This is why so much poor software exists in the world.
I can only imagine what nightmare code is being generated by such efforts.
Yes, anyone can code, just as anyone can build a house. Whether or not the house collapses immediately, whether it has any real value, or by any other measure still depends on the skill of the builder, just as in software.
Garbage in -> Garbage out,
applies to the code as well as the data.
honestly, i can say that if it gets the desired results, who cares. it's going to be maintainable by that person, because they were the ones that wrote it. now, if this was a team effort, however, that would be a completely different matter. if there was a requirement to have a maintenance contract in place, for the long-term success of the code and the project, that would be, again, an entirely different matter.
i *do* actually successfully use the technique that the author uses - i have been using it successfully for over 30 years. however, during that time, i have added "unit tests", source code revision control, project management, documentation, proper comments, proper code structure, coding standards and many many more things which make a successfully *maintainable* project.
whilst such things are most likely entirely missing from the projects that this individual is tackling, the projects that this individual is tackling are also likely to be ones that *don't need* such techniques.

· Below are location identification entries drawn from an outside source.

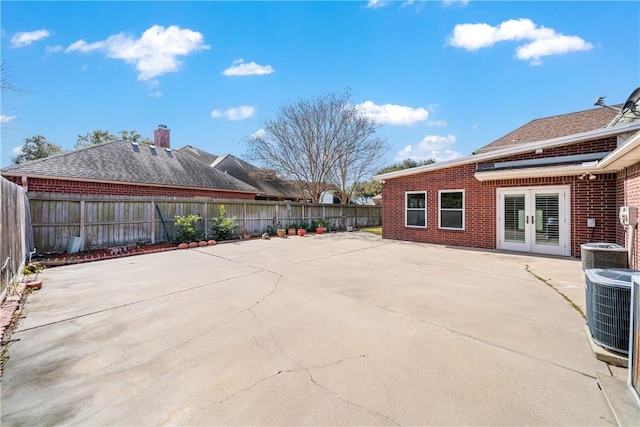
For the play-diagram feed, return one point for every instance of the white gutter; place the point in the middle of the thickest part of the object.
(140, 184)
(542, 172)
(516, 149)
(631, 146)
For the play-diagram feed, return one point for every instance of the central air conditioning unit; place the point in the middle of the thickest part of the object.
(634, 345)
(603, 255)
(608, 297)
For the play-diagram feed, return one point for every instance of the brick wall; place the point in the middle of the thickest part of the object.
(629, 195)
(589, 199)
(39, 185)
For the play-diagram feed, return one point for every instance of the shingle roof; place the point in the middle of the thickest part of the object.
(266, 181)
(121, 161)
(554, 127)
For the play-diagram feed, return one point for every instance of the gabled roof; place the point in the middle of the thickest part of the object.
(264, 180)
(554, 127)
(623, 129)
(198, 154)
(124, 162)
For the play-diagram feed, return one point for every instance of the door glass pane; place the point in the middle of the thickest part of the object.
(547, 217)
(514, 218)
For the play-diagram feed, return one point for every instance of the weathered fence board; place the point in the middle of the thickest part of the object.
(103, 221)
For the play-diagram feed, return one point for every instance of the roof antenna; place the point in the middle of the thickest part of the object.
(600, 102)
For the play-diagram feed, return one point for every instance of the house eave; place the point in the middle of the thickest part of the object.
(517, 149)
(139, 184)
(540, 172)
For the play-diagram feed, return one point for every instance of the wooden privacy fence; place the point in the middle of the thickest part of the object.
(16, 240)
(105, 221)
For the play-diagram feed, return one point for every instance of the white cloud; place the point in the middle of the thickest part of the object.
(235, 113)
(450, 2)
(397, 115)
(153, 54)
(16, 151)
(240, 68)
(25, 38)
(436, 147)
(53, 49)
(260, 133)
(542, 41)
(375, 4)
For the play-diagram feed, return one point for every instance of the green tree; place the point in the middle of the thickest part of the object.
(94, 137)
(34, 148)
(405, 164)
(134, 136)
(99, 136)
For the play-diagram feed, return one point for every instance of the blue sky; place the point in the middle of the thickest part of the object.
(443, 78)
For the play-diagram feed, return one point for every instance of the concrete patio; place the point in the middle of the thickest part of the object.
(337, 329)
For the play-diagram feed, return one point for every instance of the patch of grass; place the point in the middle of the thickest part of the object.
(374, 230)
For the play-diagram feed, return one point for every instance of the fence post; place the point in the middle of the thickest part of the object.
(82, 225)
(153, 222)
(205, 217)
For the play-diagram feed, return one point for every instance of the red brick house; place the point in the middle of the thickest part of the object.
(129, 169)
(547, 187)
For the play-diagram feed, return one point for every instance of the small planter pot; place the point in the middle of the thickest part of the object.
(35, 285)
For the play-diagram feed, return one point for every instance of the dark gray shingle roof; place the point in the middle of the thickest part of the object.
(264, 180)
(120, 161)
(554, 127)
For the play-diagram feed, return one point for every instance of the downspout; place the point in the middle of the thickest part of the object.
(630, 259)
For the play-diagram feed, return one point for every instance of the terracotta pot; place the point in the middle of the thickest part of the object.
(35, 285)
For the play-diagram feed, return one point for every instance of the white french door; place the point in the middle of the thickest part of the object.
(534, 220)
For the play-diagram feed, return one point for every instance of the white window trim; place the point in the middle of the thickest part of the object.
(406, 209)
(464, 201)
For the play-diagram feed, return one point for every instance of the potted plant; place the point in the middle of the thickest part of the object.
(32, 269)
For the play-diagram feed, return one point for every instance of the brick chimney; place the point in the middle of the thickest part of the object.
(161, 137)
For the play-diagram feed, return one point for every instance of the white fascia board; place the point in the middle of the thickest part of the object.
(511, 150)
(630, 148)
(542, 172)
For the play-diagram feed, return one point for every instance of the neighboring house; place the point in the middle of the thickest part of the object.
(547, 187)
(271, 186)
(125, 168)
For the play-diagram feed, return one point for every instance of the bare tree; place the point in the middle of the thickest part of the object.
(310, 138)
(34, 148)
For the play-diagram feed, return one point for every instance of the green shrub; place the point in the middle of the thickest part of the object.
(222, 227)
(186, 229)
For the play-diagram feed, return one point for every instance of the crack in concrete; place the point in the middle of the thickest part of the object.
(370, 411)
(244, 310)
(116, 307)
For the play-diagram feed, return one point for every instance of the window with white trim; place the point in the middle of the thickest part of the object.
(416, 209)
(451, 215)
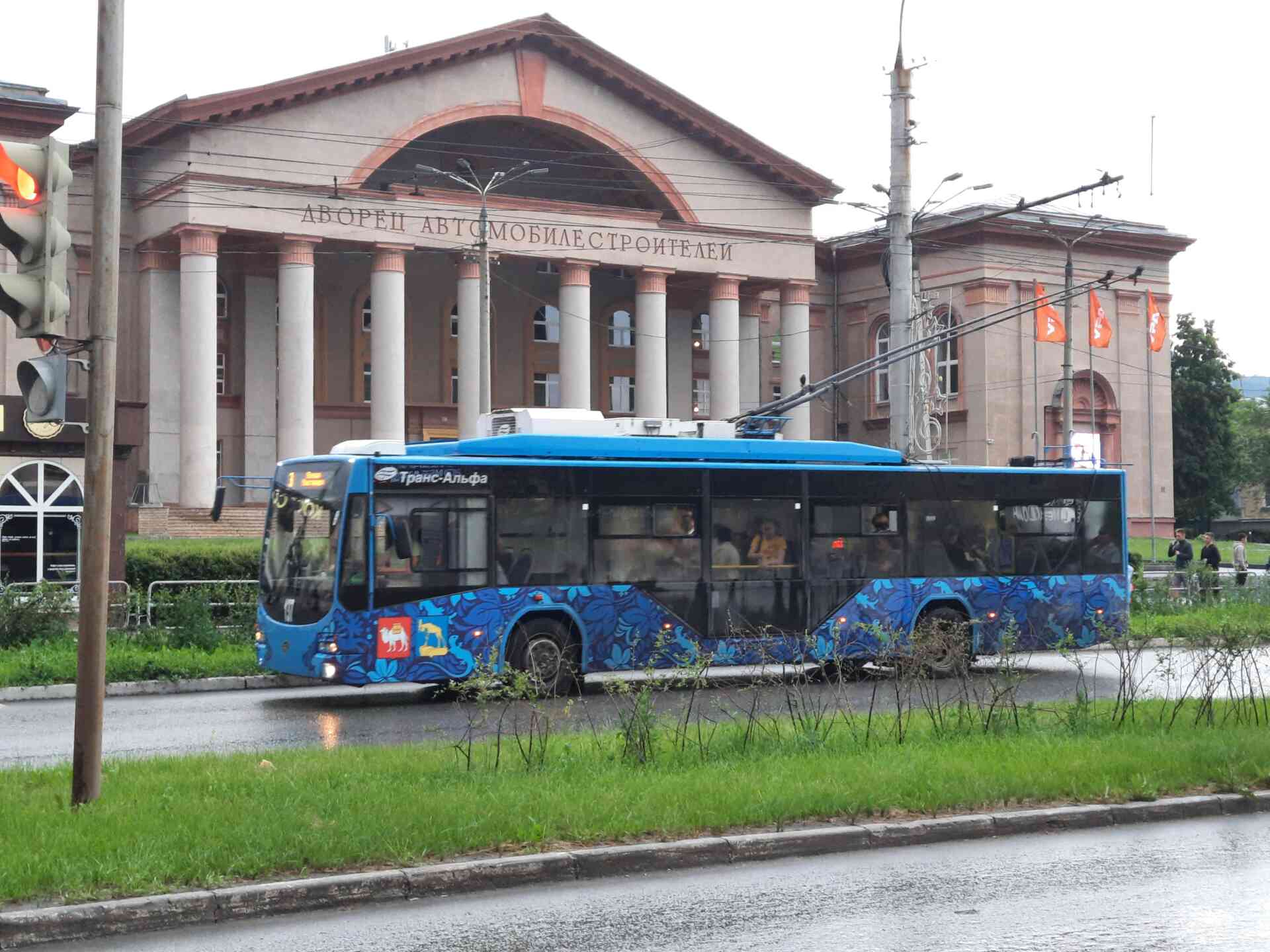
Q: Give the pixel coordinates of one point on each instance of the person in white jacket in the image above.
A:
(1241, 559)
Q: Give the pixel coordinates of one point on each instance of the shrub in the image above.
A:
(189, 560)
(32, 615)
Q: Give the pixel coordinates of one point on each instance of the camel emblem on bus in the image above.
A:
(394, 637)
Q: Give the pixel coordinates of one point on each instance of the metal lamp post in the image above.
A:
(497, 180)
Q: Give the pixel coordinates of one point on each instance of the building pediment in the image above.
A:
(529, 38)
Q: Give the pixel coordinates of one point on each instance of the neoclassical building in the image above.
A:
(290, 280)
(294, 282)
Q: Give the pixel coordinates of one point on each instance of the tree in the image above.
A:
(1206, 462)
(1250, 420)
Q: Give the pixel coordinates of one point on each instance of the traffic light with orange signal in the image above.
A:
(33, 227)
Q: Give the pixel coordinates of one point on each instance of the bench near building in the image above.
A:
(290, 281)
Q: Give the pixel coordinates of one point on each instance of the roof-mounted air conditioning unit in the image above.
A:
(592, 423)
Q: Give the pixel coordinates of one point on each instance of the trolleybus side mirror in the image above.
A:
(399, 530)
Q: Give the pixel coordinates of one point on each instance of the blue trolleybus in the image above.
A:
(563, 555)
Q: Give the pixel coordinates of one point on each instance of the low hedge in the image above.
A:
(157, 560)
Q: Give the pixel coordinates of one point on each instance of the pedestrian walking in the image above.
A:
(1183, 555)
(1240, 557)
(1210, 586)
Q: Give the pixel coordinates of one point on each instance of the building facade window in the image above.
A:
(546, 325)
(701, 397)
(546, 389)
(621, 395)
(701, 332)
(948, 366)
(41, 509)
(882, 377)
(621, 329)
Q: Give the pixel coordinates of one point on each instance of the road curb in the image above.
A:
(206, 906)
(140, 688)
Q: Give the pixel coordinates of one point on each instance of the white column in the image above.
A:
(296, 354)
(575, 334)
(261, 404)
(197, 366)
(796, 353)
(469, 347)
(388, 342)
(160, 310)
(679, 364)
(724, 347)
(751, 319)
(651, 342)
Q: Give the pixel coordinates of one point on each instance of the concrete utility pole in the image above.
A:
(99, 440)
(901, 266)
(497, 180)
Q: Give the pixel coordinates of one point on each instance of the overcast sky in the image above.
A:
(1032, 97)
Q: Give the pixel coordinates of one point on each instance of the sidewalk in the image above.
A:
(259, 899)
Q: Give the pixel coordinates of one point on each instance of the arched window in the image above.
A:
(701, 332)
(546, 324)
(41, 508)
(621, 329)
(882, 376)
(948, 367)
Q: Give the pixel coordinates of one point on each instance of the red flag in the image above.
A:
(1049, 325)
(1100, 327)
(1158, 325)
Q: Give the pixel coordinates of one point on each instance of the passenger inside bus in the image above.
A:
(769, 546)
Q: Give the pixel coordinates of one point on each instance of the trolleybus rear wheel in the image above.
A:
(944, 641)
(545, 651)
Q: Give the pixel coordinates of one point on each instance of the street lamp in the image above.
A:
(1068, 244)
(497, 180)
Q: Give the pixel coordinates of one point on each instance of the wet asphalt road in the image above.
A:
(1165, 888)
(41, 731)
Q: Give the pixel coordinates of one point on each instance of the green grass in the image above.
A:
(1205, 621)
(52, 662)
(179, 823)
(1257, 551)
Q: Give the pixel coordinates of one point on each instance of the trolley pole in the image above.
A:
(901, 267)
(486, 385)
(1068, 391)
(99, 440)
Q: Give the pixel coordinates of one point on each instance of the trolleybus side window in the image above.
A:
(647, 542)
(352, 571)
(429, 546)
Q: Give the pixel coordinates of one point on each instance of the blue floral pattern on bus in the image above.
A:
(622, 627)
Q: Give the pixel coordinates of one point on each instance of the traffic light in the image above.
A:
(42, 381)
(34, 231)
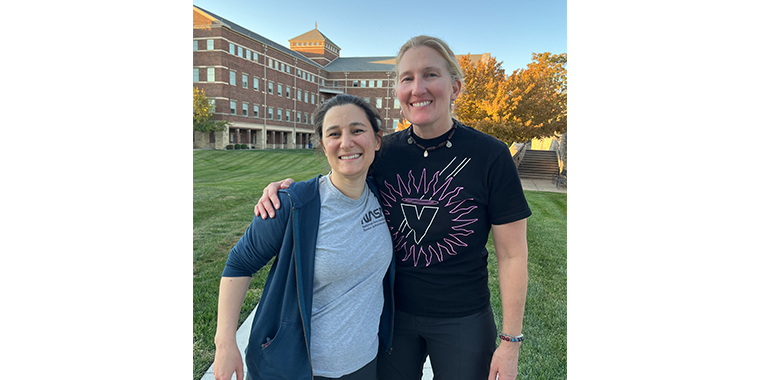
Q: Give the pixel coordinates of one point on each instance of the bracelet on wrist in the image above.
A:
(511, 338)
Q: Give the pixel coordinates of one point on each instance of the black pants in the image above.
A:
(368, 372)
(459, 348)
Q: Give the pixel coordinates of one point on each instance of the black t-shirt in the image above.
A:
(440, 209)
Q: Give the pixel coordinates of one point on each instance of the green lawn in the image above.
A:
(227, 184)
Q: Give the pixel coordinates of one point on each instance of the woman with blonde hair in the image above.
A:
(443, 187)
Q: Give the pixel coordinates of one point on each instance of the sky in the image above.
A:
(662, 237)
(510, 30)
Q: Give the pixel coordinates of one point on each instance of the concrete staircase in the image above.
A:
(539, 164)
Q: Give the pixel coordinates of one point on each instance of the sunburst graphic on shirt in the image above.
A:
(422, 202)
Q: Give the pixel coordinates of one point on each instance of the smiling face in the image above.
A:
(425, 90)
(349, 143)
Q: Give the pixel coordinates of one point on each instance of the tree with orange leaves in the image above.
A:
(530, 103)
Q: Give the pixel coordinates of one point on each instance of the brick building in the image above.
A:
(269, 92)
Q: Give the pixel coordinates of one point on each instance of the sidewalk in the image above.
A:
(427, 371)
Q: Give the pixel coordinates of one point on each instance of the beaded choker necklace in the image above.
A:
(448, 144)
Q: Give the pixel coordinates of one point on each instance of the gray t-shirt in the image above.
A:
(354, 249)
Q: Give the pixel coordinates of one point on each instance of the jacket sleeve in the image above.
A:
(261, 241)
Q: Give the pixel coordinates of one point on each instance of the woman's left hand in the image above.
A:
(504, 361)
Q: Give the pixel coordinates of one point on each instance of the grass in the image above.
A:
(227, 185)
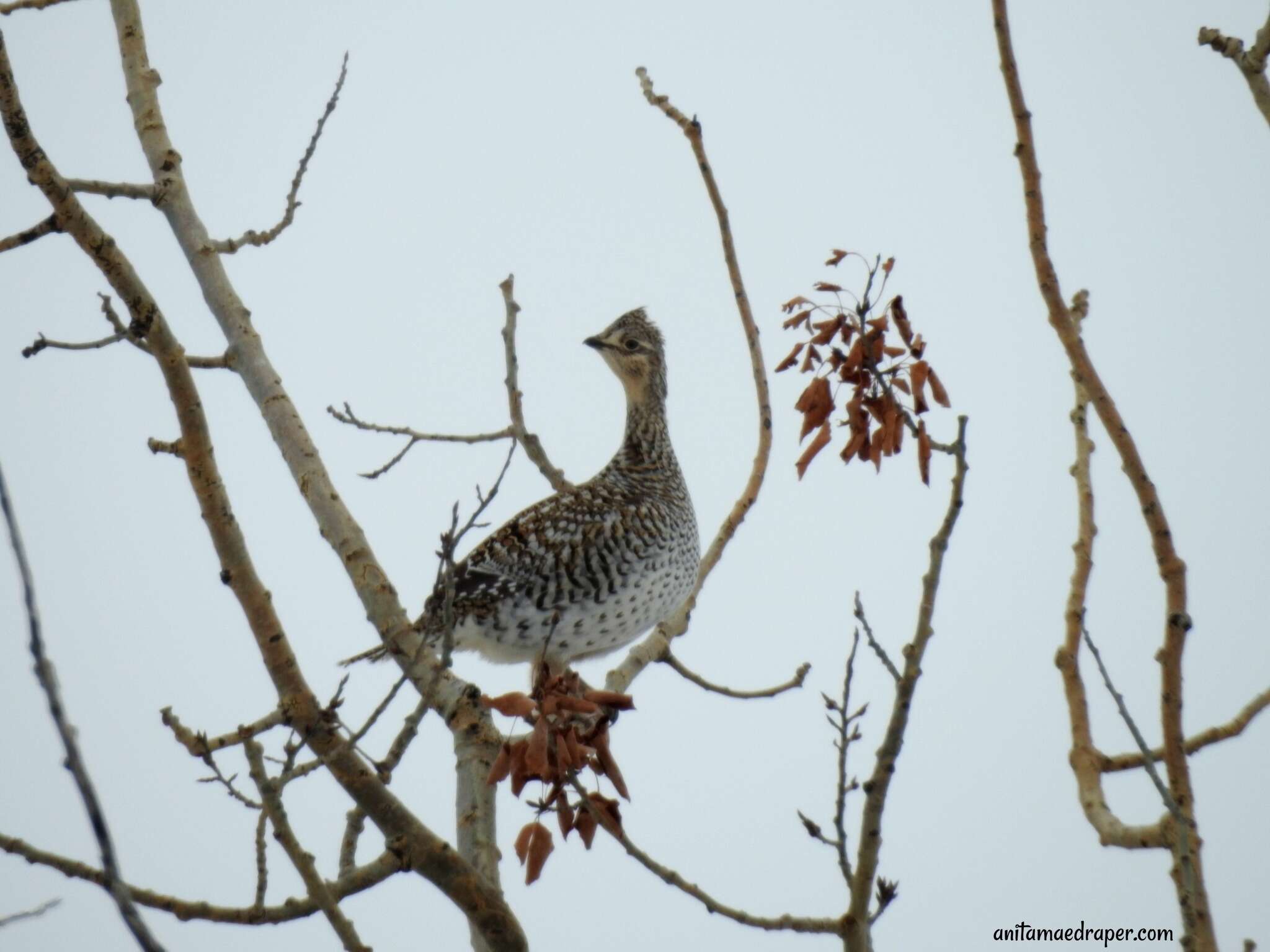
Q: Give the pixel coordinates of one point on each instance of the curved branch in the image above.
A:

in essence: none of that de-legitimises the *technique* of "programming by random research". it's a legitimate technique that, i can tell you right now, saves a vast amount of time. understanding comes *later* (if indeed it is needed at all), usually by a process of "knowledge inference". to be able to switch off "disbelief" and "judgement" is something that i strongly recommend that you learn to do. if you've been trained as a software engineer, adding "programming by random research" to your arsenal of techniques will make you much more effective.